Activists hold a demonstration in support of Palestinians facing eviction from Sheikh Jarra, Israel/Credit:AP

“We won’t leave our house or neighbourhood no matter what. They will have to come and get us out forcibly.”

Israel has defended its use of skunk water – first deployed in 2004 – as a non-violent form of crowd control, though human rights groups claim it is being sprayed in areas of unrest as a form of collective punishment.

While Sheikh Jarrah is just a small neighbourhood in Jerusalem, the row over evictions is fuelling tensions throughout Israel as well as the West Bank, Gaza and beyond.

And it is not the only neighbourhood facing evictions – a similar process is under way in nearby Silwan.

In protests across the world over the past month – including New York, Brighton UK, Peshawar, Doha and Bradford – Palestinians and their supporters have cited Sheikh Jarrah as one of their main causes along with the conflict in Gaza.

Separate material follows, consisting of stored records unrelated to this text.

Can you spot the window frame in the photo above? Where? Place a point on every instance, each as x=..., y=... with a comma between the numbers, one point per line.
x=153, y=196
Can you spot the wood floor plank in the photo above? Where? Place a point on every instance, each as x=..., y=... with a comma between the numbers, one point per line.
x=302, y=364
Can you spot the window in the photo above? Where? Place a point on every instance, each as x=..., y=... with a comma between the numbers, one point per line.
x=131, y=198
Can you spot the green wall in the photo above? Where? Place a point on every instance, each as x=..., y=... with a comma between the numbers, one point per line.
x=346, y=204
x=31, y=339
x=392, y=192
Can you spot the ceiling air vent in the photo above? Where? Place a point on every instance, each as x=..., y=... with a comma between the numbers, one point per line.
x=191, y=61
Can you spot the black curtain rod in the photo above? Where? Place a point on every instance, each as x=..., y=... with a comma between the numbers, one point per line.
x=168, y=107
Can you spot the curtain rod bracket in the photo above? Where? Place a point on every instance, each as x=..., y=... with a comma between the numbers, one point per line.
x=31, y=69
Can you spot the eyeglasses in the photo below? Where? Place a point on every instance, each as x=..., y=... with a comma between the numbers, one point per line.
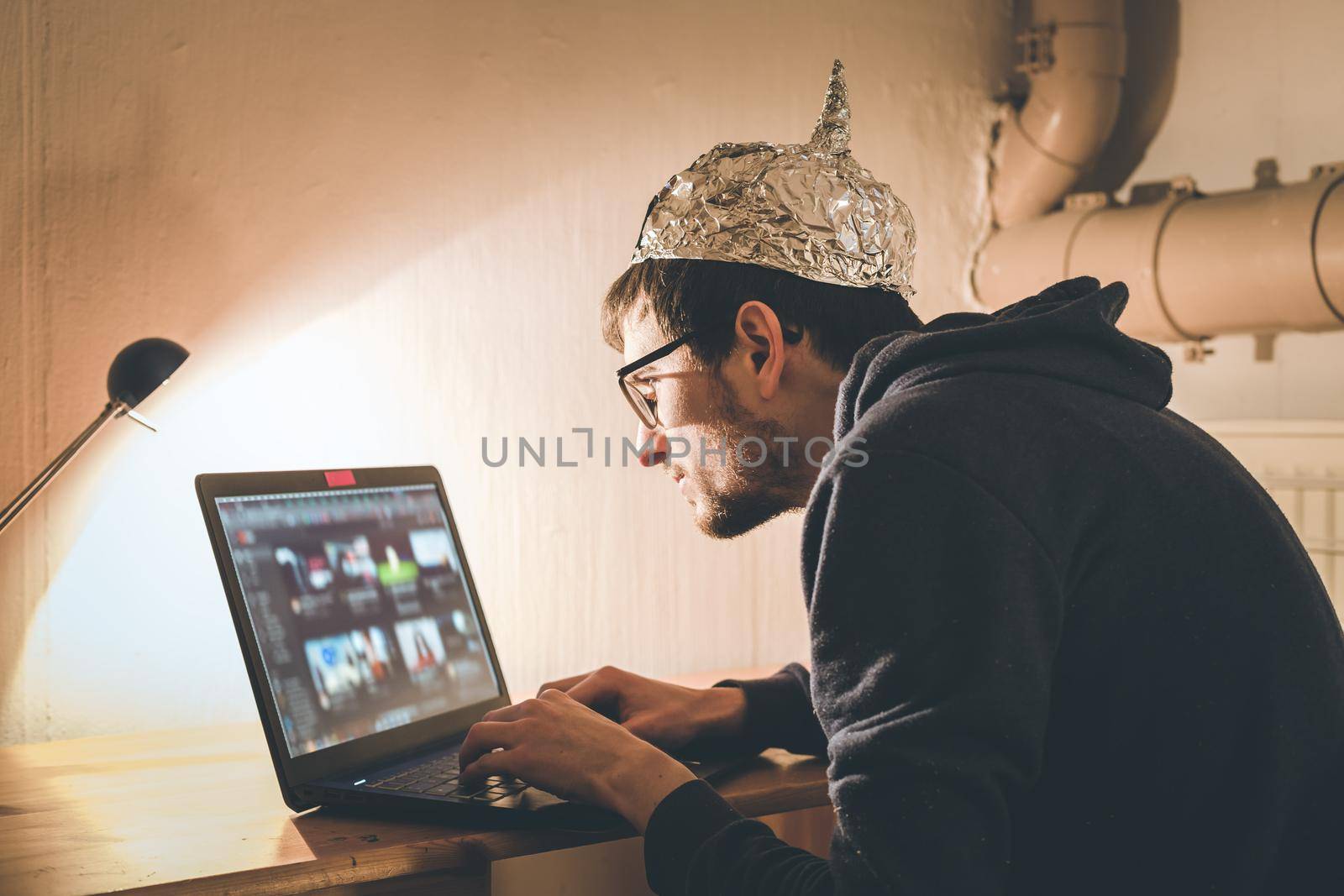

Many families in Sheikh Jarrah moved there after the war in 1948, when hundreds of thousands of Palestinians fled or were expelled from their homes in what is now Israel.

Ms Abu Hasna compared the eviction process to a kind of “second Nakba”, referring to the mass displacement of Palestinians during that period, which is known in Arabic as “the catastrophe”.

But the settlers moving in claim that the homes never truly belonged to the Palestinians in the first place.

The settlers also cite an Israeli law which allows Jews to recover East Jerusalem property that was in their possession prior to 1948. But according to B’tselem, an Israeli human rights group, no such powers exist for Palestinians.

“This is not Sheikh Jarrah, this is Shimon Hatzadik,” said Jewish resident Yonatan Yosef, using the Hebrew name for the area.

“The houses do not belong to them [Palestinians],” he added. “They should pay rent, they should recognise that the owners are Jewish and have the rights to the buildings.”

Dozens of Palestinians have been injured during protests over Sheikh Jarrah so far, while seven Israeli police officers were wounded when a Palestinian man rammed his car into a roadblock.

During each night of protests, the crack of stun grenades and rubber-tipped bullets echoes around the city, while the next morning the reek of skunk water lingers in the air.

As the protests continue, the Israeli supreme court is due to issue a final verdict in the coming weeks.

The man set to oust Netanyahu this week, the right-wing Yamina party leader Naftali Bennett, is an outspoken supporter of expanding Jewish settlements and has called for swathes of the West Bank to be annexed.

Under the terms of the coalition, which has not yet been finalised, he would serve as prime minister for two years, before handing the leadership to centrist leader Yair Lapid.

In one recent flare-up, an Israeli settler who had moved into the home of a Palestinian family was filmed telling its owners: “If I don’t steal your home, someone else will steal it.”

But there is at least one thing that both sides can agree on: the skunk water is making life in Sheikh Jarrah much less pleasant for everyone.